I’ve recently read a nice article by Intuit engineering team where they mentioned an interesting topic – double bubble. In terms of clouds it’s a state during cloud migration or digital transformation when you pay for both clouds, source and target sites. Let’s discuss how common it is.
A standard cloud migration project consists of a defined set of steps:
1. IT justification and proving a business need. The justification can be to avoid vendor lock-in, datacenter lease hardware or software license renewal cycle, scaling velocity, TCO or public cloud discount etc. Usually, when there is a clear justification, it’s not an issue to prove the business need.
2. Project scope definition. At this step a responsible person (project manager) and specific applications/resources are defined.
3. Cloud migration phase.
4. Post-mortem.
We’ll be talking only about p. 2 and 3 for now. It’s normal during the migration process there are times when you have resources running on both, source and target cloud. Some of the resources may be already migrated, some still can be in a queue or even not defined for migration and still running on a source cloud. But there is an interesting case when you migrate some resources (in some cases hundreds or thousands of machines) and need to pay for them twice.
Achieving effective cost management is all about optimization and tracking. With a set of policies, principles and processes in place, businesses can appease stakeholders and ensure their cloud spends remain under control. If your cloud spend bill comes as a surprise each time you receive it, you’re simply not taking advantage of all of the cost governance tools out there.
When companies define what to move to a cloud, usually they think in categories of applications, departments or entire resources. Experienced migration consultants or vendors will always advise to split resources into chunks of 30–50 VMs and migrate by phases. From one side it reduces risk, from the other side it exactly helps to blow off the bubble. Ideally, a single application should be in one chunk. In that case you can migrate and test the whole granular part of your system and avoid data locality issues.

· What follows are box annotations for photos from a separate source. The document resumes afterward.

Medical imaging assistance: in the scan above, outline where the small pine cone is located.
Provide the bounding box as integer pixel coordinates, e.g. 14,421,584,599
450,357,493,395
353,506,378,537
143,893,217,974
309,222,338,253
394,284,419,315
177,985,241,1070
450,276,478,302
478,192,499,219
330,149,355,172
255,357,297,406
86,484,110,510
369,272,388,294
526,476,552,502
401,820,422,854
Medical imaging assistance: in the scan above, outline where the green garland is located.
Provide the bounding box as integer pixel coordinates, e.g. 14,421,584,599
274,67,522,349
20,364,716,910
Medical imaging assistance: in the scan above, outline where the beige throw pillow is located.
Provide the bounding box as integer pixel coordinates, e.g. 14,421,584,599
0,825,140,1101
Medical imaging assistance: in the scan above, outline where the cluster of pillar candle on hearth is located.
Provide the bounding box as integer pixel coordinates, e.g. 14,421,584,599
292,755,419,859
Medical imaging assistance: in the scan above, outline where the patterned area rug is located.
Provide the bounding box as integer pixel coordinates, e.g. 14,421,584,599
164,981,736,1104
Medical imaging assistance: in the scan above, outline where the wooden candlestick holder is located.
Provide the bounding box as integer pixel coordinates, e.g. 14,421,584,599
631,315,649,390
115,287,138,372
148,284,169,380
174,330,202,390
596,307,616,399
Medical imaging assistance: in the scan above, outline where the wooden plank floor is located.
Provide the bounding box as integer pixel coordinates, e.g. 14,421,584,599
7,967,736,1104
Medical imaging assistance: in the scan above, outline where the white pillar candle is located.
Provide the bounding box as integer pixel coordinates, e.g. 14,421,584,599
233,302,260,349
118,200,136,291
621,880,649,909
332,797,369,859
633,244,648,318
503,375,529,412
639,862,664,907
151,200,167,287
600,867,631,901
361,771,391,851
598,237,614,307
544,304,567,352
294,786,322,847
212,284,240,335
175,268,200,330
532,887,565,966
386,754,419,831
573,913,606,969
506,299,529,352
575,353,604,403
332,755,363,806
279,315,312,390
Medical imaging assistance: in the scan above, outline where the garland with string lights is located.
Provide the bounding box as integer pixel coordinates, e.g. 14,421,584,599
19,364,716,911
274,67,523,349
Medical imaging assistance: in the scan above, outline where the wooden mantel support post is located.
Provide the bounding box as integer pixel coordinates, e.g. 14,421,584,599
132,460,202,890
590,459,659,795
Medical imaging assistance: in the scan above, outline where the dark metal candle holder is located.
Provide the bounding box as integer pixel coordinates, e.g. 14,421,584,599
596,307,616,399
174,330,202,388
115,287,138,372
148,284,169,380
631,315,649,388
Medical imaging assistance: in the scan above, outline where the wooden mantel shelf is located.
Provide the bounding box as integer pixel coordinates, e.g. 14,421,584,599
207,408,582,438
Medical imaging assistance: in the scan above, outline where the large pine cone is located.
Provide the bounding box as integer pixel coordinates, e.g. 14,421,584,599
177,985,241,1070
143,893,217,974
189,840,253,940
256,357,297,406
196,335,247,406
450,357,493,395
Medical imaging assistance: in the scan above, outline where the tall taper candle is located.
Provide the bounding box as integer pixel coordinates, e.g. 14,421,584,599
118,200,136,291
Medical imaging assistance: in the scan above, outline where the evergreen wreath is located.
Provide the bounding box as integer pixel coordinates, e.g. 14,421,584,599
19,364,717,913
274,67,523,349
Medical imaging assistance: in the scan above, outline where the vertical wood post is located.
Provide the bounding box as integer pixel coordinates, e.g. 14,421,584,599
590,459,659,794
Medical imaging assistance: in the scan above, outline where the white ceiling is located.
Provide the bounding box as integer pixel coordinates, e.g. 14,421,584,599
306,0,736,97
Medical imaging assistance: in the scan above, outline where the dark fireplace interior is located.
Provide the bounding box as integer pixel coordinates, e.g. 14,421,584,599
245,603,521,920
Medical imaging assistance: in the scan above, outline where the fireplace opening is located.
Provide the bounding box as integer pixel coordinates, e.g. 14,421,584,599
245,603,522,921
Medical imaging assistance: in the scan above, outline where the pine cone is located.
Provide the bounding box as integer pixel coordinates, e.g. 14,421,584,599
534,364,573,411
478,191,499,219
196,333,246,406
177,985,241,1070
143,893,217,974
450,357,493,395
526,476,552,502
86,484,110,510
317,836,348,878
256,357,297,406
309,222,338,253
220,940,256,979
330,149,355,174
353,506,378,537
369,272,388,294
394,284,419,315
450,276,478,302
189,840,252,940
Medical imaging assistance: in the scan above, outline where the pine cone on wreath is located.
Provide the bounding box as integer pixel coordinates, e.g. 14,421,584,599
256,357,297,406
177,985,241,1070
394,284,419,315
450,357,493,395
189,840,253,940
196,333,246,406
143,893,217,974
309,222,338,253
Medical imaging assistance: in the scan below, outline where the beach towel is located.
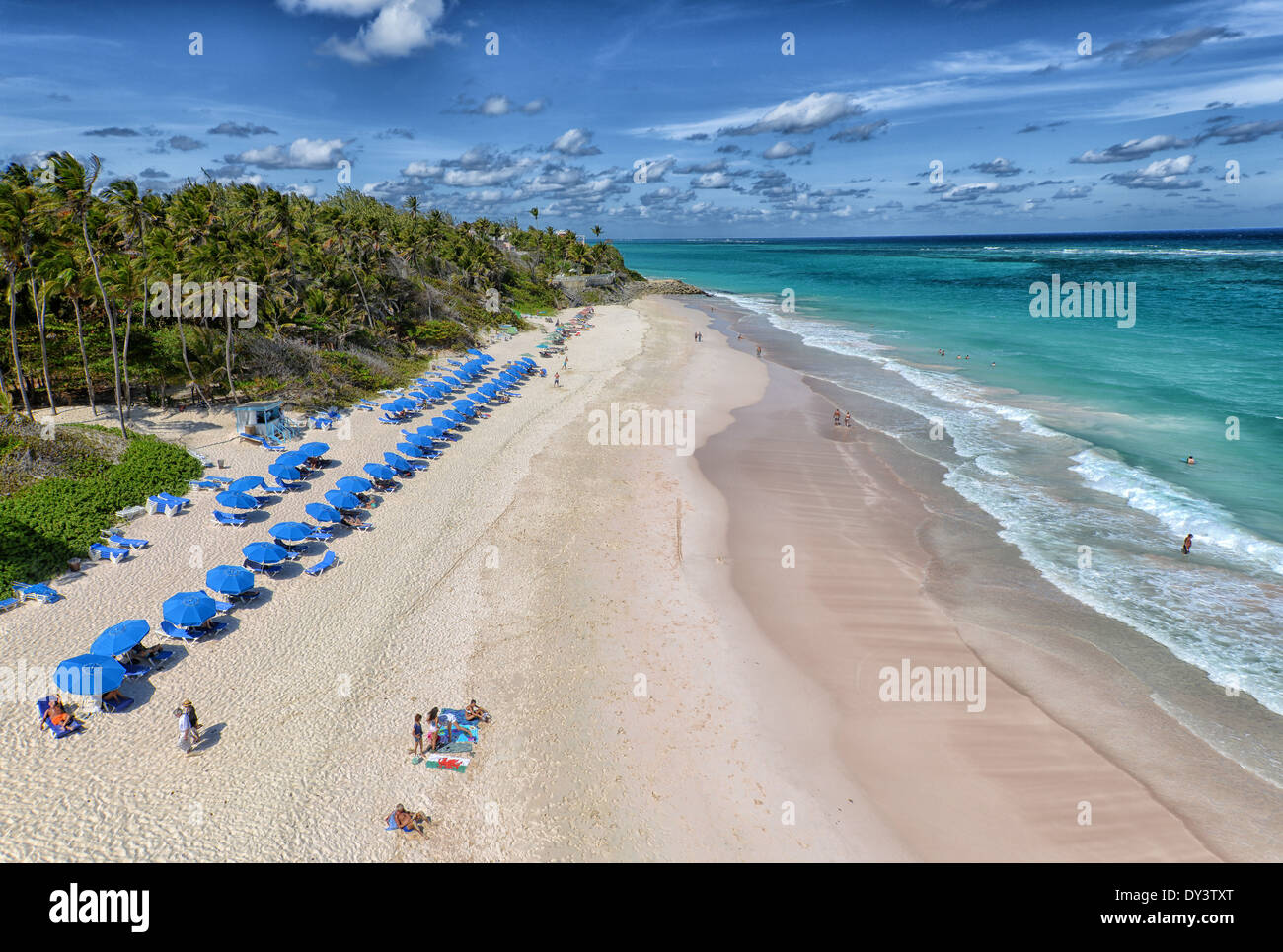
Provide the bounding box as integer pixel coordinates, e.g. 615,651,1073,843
423,753,472,773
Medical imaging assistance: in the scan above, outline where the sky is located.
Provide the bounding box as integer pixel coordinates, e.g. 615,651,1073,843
0,0,1283,239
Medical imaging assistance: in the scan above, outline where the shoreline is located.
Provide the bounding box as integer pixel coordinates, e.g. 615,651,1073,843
692,292,1283,861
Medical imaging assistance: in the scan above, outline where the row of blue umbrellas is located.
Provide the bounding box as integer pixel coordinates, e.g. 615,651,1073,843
54,350,518,695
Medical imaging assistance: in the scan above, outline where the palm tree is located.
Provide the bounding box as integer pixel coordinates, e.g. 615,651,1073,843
52,153,128,437
0,180,31,418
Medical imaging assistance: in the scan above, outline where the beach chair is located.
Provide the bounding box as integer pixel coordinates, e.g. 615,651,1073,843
148,495,183,516
303,551,339,579
89,543,129,566
13,581,61,605
161,621,210,644
98,695,133,713
36,696,85,740
104,533,150,549
241,558,283,579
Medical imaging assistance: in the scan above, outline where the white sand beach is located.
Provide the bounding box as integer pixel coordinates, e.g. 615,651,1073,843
0,299,1267,862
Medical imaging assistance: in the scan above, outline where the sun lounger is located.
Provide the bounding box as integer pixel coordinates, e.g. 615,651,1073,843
148,495,183,516
303,551,339,579
161,621,209,643
98,695,133,713
13,581,61,605
89,543,129,566
107,533,150,549
36,697,85,739
241,558,282,579
236,434,285,453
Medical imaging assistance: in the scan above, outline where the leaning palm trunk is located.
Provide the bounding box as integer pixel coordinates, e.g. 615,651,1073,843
81,215,129,439
9,268,31,419
177,315,213,410
29,278,58,417
223,308,240,406
72,298,98,419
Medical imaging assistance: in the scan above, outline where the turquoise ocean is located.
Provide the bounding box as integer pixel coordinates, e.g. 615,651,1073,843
616,231,1283,716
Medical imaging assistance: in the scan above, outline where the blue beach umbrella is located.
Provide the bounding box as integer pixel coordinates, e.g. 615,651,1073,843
54,654,124,695
325,489,360,509
214,490,260,509
241,543,290,566
303,503,342,522
205,566,254,595
161,592,217,628
227,476,265,492
267,522,316,544
334,476,375,492
90,619,151,657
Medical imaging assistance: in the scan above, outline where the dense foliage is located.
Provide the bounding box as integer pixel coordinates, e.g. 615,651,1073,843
0,153,632,432
0,427,202,593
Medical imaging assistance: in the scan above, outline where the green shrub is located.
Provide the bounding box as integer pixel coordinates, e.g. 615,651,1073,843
0,436,202,590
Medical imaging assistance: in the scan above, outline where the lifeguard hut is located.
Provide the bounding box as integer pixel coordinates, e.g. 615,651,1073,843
236,401,295,441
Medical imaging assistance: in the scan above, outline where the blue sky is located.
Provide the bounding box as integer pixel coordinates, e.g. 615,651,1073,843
0,0,1283,239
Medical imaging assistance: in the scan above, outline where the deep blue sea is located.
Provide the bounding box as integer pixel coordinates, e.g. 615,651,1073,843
616,231,1283,714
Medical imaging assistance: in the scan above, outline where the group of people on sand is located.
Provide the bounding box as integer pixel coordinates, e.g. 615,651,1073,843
407,699,491,756
388,699,491,840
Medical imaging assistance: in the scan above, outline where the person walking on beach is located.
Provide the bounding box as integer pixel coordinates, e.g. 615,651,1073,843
174,700,200,753
408,714,423,756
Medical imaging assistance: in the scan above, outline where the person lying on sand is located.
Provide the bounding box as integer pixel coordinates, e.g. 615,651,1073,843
388,803,432,840
39,697,76,730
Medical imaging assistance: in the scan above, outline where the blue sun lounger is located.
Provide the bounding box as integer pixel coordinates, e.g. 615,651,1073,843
107,533,151,549
303,551,339,579
161,621,210,643
98,695,133,713
36,696,85,739
89,543,129,566
13,581,61,605
241,558,285,579
148,495,183,516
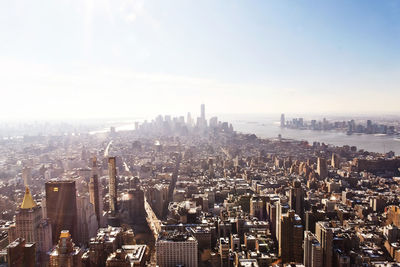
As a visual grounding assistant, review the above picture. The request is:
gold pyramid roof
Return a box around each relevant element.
[21,187,36,209]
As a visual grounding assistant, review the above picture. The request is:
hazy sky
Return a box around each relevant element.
[0,0,400,118]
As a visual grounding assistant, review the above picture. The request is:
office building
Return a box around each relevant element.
[156,231,199,267]
[6,238,36,267]
[45,180,79,244]
[317,157,328,179]
[108,157,117,214]
[50,230,82,267]
[315,222,333,267]
[279,210,303,263]
[303,231,323,267]
[9,187,52,262]
[289,180,304,219]
[128,177,146,224]
[106,249,131,267]
[281,113,285,127]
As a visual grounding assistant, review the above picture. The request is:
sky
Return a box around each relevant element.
[0,0,400,119]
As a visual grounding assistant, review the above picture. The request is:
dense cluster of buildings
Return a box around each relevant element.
[0,105,400,267]
[280,114,399,135]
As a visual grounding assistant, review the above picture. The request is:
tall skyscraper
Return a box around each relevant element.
[200,104,206,121]
[315,222,333,267]
[128,177,146,224]
[331,153,339,169]
[46,180,79,244]
[303,231,322,267]
[50,230,82,267]
[289,180,304,219]
[186,112,193,126]
[89,174,103,230]
[156,232,199,267]
[108,157,117,214]
[279,210,303,263]
[22,167,32,186]
[9,187,52,262]
[6,238,36,267]
[317,157,328,179]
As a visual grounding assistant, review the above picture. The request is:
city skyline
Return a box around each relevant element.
[0,0,400,119]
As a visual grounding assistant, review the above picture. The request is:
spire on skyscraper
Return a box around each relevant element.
[21,187,36,209]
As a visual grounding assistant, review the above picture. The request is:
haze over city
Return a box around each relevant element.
[0,0,400,119]
[0,0,400,267]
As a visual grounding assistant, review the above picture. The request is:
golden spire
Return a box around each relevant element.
[21,187,36,209]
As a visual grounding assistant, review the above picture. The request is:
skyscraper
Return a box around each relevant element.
[200,104,206,121]
[279,210,303,263]
[108,157,117,214]
[50,230,82,267]
[156,232,198,267]
[9,187,52,261]
[89,174,103,230]
[281,113,285,127]
[7,238,36,267]
[46,180,78,244]
[303,231,322,267]
[128,177,146,224]
[315,222,333,267]
[289,180,304,219]
[317,157,328,179]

Remember that cross-region and outbound cloud traffic is not for free and is pretty expensive. It’s better to think about that before you receive your first cloud bill.
The root cause of the bubble is in ‘replication -> testing’ -> cutover scope. When you migrate some chunk, it takes some time to replicate data, define how you’ll grab increments (better in an automated way), how to test the chunk on a target cloud and schedule a maintenance window to execute the cutover. And those 3 phases form the bubble. You store the data in block devices or an object storage, run VMs on a target cloud and pay for compute. In the majority of the cases, test migrations can run for 1–3 weeks (can be even more) till a team that owns the migrated application validates that all is fine with it on a target cloud and there are no performance degradation or other issues. And if you migrate multiple chunks in parallel the bubble will grow.
So how to avoid the bubble…
1. First of all, identify your migration pace. Be very frank with yourself, it’s exactly how to learn a new skill – very slow in the beginning and much better after a few iterations.
2. Define a queue of applications/chunks. Put it into your migration project calendar.
3. Figure out a way how to replicate VMs without downtime and without re-replicating them all the time. There are dozens of tools doing that and it saves your time and money as you pay less for storage.
4. Communicate with teams owning the chunks or apps. Define acceptance criteria and cutover process with them, the earlier they start thinking about that, the more prepared they will be when the time comes. Define time slots when they need to test the migration. This is the most important step as the testing blows the bubble and usually teams don’t have any idea how to test applications, what the components are and who owns individual machines.
5. Define the waiting period – how long you wait until you remove migrated VMs from the source environment. Don’t forget that on one side you need some backup plan if something goes wrong with VMs and apps on a target cloud and, on the other side, you still pay (directly or indirectly) for the machines on a source side.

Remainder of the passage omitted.